Weder einen Rechtsirrtum des erkennenden Gerichtes noch einen Mangel an Feststellungen macht der Nichtigkeitswerber mit der Behauptung geltend, für die Annahme des (von Oktober bis Dezember 2004 reichenden) Tatzeitraumes ermangle es einer entsprechenden Beweisgrundlage. Mit diesem (der Sache nach erneut einen Begründungsmangel iSd Z 5 ansprechenden) Vorbringen vermag die Rüge in Bezug auf die von den Tatrichtern auf Basis der als glaubwürdig erachteten Zeugenaussage der Julia H***** in diesem Zusammenhang gezogenen Schlussfolgerungen (US 6 f) weder einen Verstoß gegen Denkgesetze noch gegen allgemeine Lebenserfahrung darzustellen. Des weiteren zeigt er mit dem bloßen Hinweis auf seine Herkunft aus Südtirol nicht auf, weshalb den vom Schöffengericht angenommenen (im Großraum Innsbruck gelegenen) Tatorten eine entscheidungswesentliche und damit erörterungsbedürftige Bedeutung zukommen sollte. Das abschließende Vorbringen in der Rechtsrüge, wonach auf Grundlage der vorliegenden (so wie das Urteil nur relativ unbestimmte Angaben über Tatzeitraum, Tatorte, Menge und die Käufer des von ihm in Verkehr gesetzten Suchtgiftes enthaltenden) Anklage eine ausreichende Vorbereitung der Verteidigung iSd Art 6 Abs 3 lit a EMRK nicht möglich gewesen sei, behauptet weder eine Verletzung des materiellen Rechts noch ein auch durch zweckentsprechende Antragstellung nicht ausräumbares Prozesshindernis (Z 9 lit b). Abgesehen davon wurde der Beschwerdeführer grundrechtskonform „in allen Einzelheiten über die Art und den Grund der gegen ihn erhobenen Beschuldigung" durch die seinem Verteidiger schon Anfang Mai 2005 zugegangene (vgl S 3a), von ihm sodann mit Einspruch bekämpfte (ON 9) Anklageschrift so rechtzeitig in Kenntnis gesetzt, dass er seine Verteidigung - ohne Verletzung des Rechtes auf ein faires Verfahren (Art 6 EMRK) - auf die gegen ihn erhobenen Vorwürfe einstellen konnte. Soweit schließlich ohne Einschränkung beantragt wurde, „das angefochtene Urteil aufzuheben", fehlt es hinsichtlich des Schuldspruchs wegen versuchter Suchtgifterzeugung (B.2.) an einer deutlichen und bestimmten Bezeichnung eines Nichtigkeitsgrundes (§ 285a Z 2 StPO).
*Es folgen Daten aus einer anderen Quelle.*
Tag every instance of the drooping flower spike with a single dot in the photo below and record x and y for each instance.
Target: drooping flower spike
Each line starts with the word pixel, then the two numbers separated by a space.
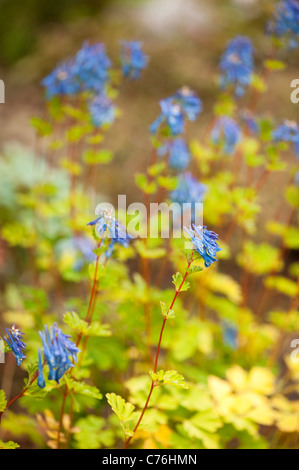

Die Nichtigkeitsbeschwerde war daher bei nichtöffentlicher Beratung sofort zurückzuweisen (§ 285d StPO). Daraus folgt die Kompetenz des Oberlandesgerichtes Innsbruck zur Entscheidung über die Berufungen (§ 285i StPO).

Die Kostenentscheidung stützt sich auf § 390a Abs 1 StPO.